Let’s say that we have had our StoreServ in and running for a few months and everything has been ‘tickety boo’ until we have an error or as I prefer to call it a ‘man down’ scenario.
What are the issues we are going to encounter? Well these can be broken down into three areas.
1. Configuration Errors
Err we the awesome StoreServ administrator has configured the 3PAR in an unsupported manner.
2. Component Failure
Not so bad, as it wasn’t caused by us! We have a component failure e.g. DIMM, Drive etc
3. Data Path
We have an interconnect failure or perhaps even faulty e.g. SAS cable
In the following section we are going to cover these in a little more detail.
These would mostly come from incorrect cabling, adding more cages than is supported and adding a cage to the wrong enclosure. The good news is that configuration errors are detected by the StoreServ and you will receive an alert.
Let’s say that you have cabled incorrectly, most likely if you loose a cage, then you will loose connectivity to all the other cages downstream. The correct cabling diagram is shown below.
Fixing an issue where you have to many Disk Enclosures above the supported maximum e.g. six enclosure on a StoreServ 7200 two node, this is pretty simple, unplug it!
It’s pretty obvious really, but make sure that all your devices are supported, two which aren’t are:
- SAS connected SATA drives
I think the first thing to remember is that connectivity issues can be caused by component failures.
Components can be broken down into two areas Cage and Data Path. The good news is that if everything is cabled correctly we have dual paths. The only exception to this is the back plane.

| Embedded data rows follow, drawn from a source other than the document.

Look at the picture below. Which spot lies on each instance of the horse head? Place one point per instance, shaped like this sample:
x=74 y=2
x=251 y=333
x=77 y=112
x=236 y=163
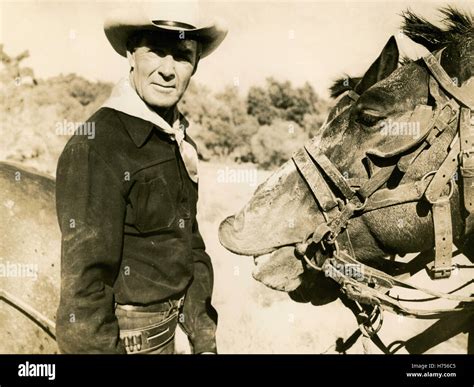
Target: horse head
x=382 y=128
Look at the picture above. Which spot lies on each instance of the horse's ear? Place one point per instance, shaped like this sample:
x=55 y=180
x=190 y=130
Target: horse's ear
x=383 y=66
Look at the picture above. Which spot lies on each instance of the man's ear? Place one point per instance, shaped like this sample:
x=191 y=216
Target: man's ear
x=383 y=66
x=131 y=59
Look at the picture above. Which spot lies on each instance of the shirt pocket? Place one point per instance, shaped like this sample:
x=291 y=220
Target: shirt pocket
x=157 y=199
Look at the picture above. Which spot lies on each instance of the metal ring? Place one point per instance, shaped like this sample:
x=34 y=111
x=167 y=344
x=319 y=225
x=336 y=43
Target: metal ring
x=362 y=206
x=427 y=175
x=311 y=264
x=451 y=187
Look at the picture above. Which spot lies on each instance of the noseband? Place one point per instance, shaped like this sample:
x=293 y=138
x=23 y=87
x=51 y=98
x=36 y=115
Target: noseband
x=341 y=199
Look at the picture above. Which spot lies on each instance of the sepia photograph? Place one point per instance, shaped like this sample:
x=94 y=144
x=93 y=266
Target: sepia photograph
x=237 y=177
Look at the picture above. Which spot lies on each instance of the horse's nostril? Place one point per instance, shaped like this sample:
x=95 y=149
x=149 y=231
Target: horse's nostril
x=301 y=248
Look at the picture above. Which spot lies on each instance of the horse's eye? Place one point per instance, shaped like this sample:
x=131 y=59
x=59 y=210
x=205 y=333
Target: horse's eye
x=368 y=118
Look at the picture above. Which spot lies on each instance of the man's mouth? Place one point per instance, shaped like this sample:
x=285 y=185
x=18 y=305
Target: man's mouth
x=166 y=88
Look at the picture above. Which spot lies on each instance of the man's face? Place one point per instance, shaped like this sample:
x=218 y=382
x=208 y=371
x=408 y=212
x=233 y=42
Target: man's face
x=162 y=68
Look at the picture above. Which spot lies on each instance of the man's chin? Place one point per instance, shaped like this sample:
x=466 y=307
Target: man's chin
x=162 y=100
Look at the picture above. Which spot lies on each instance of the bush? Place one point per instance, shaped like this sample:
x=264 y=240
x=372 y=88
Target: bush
x=274 y=144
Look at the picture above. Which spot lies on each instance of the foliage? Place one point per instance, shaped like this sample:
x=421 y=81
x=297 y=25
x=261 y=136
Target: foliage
x=265 y=126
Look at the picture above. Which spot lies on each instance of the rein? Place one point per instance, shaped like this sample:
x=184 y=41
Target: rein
x=341 y=199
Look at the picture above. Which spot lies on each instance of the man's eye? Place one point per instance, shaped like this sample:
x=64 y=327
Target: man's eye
x=368 y=119
x=183 y=57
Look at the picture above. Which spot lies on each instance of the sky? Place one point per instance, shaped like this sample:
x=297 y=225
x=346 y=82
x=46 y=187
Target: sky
x=300 y=41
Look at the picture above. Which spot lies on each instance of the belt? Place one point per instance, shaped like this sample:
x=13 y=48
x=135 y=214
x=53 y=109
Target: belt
x=151 y=337
x=159 y=307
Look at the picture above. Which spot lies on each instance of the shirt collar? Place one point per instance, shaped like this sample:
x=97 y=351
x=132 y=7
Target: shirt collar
x=125 y=99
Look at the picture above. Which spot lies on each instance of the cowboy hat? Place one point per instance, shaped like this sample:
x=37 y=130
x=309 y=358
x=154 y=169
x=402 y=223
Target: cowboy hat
x=178 y=17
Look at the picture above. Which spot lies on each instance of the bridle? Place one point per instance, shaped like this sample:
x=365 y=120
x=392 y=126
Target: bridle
x=341 y=199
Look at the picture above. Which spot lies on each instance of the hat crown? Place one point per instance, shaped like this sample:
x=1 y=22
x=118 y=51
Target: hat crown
x=166 y=16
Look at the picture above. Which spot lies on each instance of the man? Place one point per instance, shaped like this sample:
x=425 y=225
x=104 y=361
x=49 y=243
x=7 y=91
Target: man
x=133 y=261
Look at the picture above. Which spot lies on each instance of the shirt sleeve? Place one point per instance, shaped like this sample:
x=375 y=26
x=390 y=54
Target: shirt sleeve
x=91 y=209
x=200 y=317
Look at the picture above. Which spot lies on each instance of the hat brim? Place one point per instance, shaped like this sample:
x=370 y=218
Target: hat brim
x=210 y=36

Any failure of a Cage component e.g. Power Supply, Fan, Battery, Interface Card, will result in an alarm and an Amber LED being displayed until the component can be replaced.
Right so what happens then if we have a back plane failure? Well if it’s the original StoreServe 7000 enclosure you want to shut the system down and phone HP!
If you a Disk Enclosure back plan failure then your choices are as follows:
- If you have enough space on existing disks, then the disks can be vacated and the back plane replaced.
- If you don’t have enough space on existing disks, but another Disk Enclosure can be added. Then add another Disk Enclosure, vacate the disks and then remove the failed Disk Enclosure.
- If you have no space and you cannot add another Disk Enclosure, then err work quickly!
Data Path Faults
The data path is essentially the SAS interconnects. It is comprised of:
- SAS Controller or HBA
- SAS Port
- SAS Expander (Drive Enclosures)
- SAS Drives
- SAS Cables
W e have two types of ‘phy’ ports, narrow and wide. Narrow consists of a single physical interconnect and wide consists of two physical interconnects. I prefer working in pictures as they make more sense to me.
We can see the SAS Controller and Disk Enclosures are connected via 4 x Wide Physical Ports (Phys). Whereas the individual Disk Drives are connected to SAS Expander (Drive Enclosure) the by a 1 x Narrow Physical Port (phys).
In exactly the same way as we can have ethernet alignment mismatches when negotiating e.g. 2 x 1 Gb links, one negotiates at 100 Mb Half Duplex the same occurrence can happen with SAS. eg. 4 x Wide Ports into 4 x Wide Ports and one port doesn’t negotiate correctly.
If you do receive a mismatch then this will result in poorer performance, CRC errors or device resets.
Perhaps one of the hardest issues to resolve are intermittent errors which only become apparent when the StoreServ is under load. In the above scenario where we have 4 x Wide Ports connected to another 4 x Wide Ports but one port hasn’t negotiated correctly then it’s won’t be until we need to utilize 75% or more of the link that we experience the problem. The good news is that these issues can be detected in the ‘phy error log’.
To view the link connection speeds issue the command showport -c
Naturally the link speeds should represent your fabric interconnects.